A simple minecraft server panel for linux.
MinecraftPanel runs in, and is configured in, javascript. You create a minecraftpanel.js
file containing at minimum a specific javascript function. There are several ways to setup a server.
The easiest way to setup a MinecraftPanel project is by using the cli. It only has a couple commands, but they can make creating and running Minecraft servers incredibly easy.
The root command of the cli is simply titled minecraft
, nothing complex. It can be installed with npm i -g minecraftpanel
Here are the 2 commands:
minecraft init <name>
- Creates a new MinecraftPanel server
This command will ask you several questions including the following:
Server Jar - Paper, Spigot, Vanilla
Server Ram - number
Panel Port - number
Panel Hostname - number
After this, your jar will be auto downloaded, npm dependencies installed, and eula accepted! All you have to do is minecraft start
minecraft start [path]
- Starts a MinecraftPanel server.
This command starts the server in either the current directory, or path
. You can pass --hide if you want console output.

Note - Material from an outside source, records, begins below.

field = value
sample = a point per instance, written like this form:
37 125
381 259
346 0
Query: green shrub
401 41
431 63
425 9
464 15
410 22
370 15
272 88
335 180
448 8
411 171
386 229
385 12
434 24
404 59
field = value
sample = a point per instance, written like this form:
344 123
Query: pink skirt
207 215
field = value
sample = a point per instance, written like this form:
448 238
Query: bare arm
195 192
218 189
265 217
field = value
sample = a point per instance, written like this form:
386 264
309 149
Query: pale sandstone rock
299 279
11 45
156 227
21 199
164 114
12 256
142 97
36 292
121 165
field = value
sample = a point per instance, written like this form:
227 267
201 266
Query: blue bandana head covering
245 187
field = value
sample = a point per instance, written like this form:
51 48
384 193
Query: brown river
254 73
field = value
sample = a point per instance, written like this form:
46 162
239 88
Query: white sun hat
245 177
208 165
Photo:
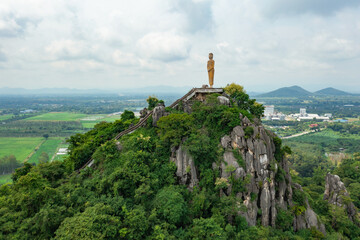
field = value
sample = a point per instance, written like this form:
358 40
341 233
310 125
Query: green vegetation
19 147
49 147
6 178
6 117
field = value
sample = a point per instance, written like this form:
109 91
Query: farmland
49 146
19 147
57 116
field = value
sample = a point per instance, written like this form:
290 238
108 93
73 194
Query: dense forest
133 190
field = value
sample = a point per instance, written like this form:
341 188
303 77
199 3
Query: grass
49 146
6 116
19 147
5 179
96 119
57 116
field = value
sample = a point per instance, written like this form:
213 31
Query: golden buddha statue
211 70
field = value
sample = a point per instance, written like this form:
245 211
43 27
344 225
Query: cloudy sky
113 44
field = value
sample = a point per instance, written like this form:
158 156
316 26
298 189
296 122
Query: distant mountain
294 91
332 91
151 90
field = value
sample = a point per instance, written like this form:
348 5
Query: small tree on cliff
243 101
152 101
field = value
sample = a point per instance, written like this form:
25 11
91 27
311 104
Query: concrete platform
204 91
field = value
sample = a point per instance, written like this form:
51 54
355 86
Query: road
298 134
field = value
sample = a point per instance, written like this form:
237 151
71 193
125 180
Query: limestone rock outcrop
224 100
336 194
308 219
186 170
158 112
266 186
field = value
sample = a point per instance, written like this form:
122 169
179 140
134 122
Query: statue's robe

Reason for using this over npm start? It has just more customization, and is more optimized for the server.
The more difficult way is manually setting up the server (it's still not hard though). You just need very basic node.js knowledge.
The advantage of the manual version is that you can add this to an existing project. If you already have a project, ignore the first 2 steps.

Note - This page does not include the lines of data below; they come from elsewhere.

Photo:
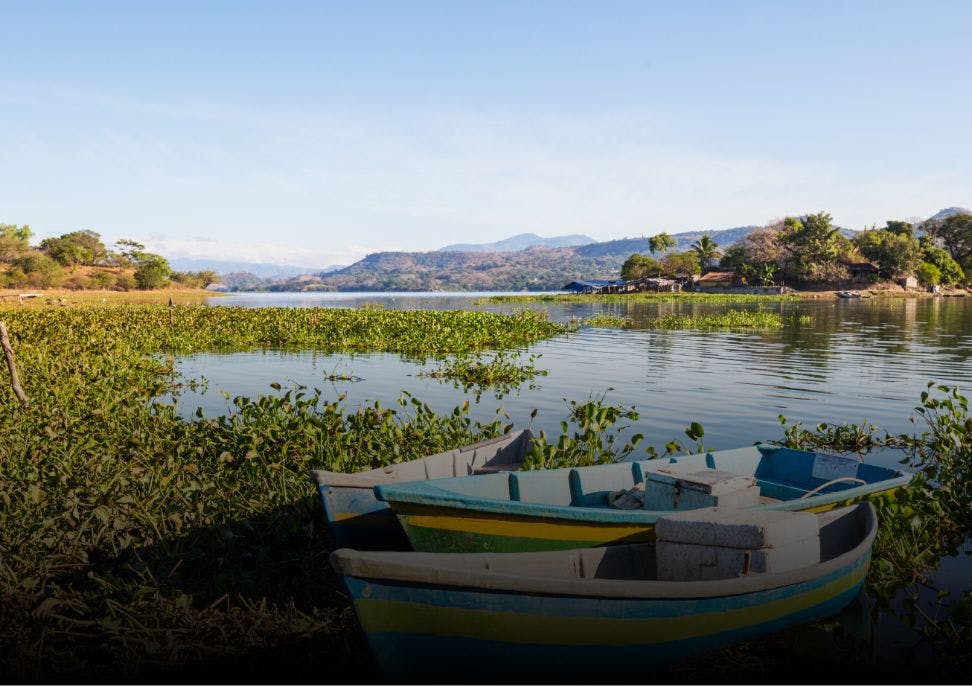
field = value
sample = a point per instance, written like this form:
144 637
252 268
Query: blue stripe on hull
357 519
432 650
417 657
571 606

- Create a new directory, name it whatever you want.
cd
into this directory - Run
npm init -y
to create a new npm project - Make sure to set
type: "module"
in package.json - Install MinecraftPanel with
npm i --save minecraftpanel
, it is bundled with Typescript types. - Import the package with
import minecraftpanel from "minecraftpanel"

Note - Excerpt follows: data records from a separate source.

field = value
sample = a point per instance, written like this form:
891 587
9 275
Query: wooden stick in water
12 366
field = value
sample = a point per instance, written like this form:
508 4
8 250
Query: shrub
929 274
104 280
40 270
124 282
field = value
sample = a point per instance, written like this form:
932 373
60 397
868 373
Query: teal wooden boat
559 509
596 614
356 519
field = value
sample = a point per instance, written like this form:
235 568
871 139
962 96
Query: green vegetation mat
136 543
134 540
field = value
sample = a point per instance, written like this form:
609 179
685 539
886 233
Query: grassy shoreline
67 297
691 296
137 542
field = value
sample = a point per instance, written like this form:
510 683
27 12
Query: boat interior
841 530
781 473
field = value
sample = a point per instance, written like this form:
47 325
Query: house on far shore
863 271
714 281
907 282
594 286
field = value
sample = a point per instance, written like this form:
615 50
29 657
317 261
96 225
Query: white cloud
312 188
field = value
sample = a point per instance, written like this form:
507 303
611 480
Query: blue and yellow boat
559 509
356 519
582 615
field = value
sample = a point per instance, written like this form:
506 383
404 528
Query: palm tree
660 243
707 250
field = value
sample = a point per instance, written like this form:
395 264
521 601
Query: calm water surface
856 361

- Initialize a server with
minecraftpanel.startServer(command, port, hostname)
. Command is run in the./minecraft/
folder of your project, and should be used to start the Minecraft server. - Create a folder (in the root of your project) called
./minecraft/
, put your server jar in there.
I have ignored the entire idea of this project until now, but here is the actual usage of the panel.
When you first enter the panel, you will see a screen with a command prompt, a textarea, and a navbar. This is the main area for interacting with the server. This is the place to enter commands, look at chat, op people, ban people, the whole drill.
Clicking on "Status" in the navbar will let you look at a few basic pieces of server info; the server's online status, motd, and player count.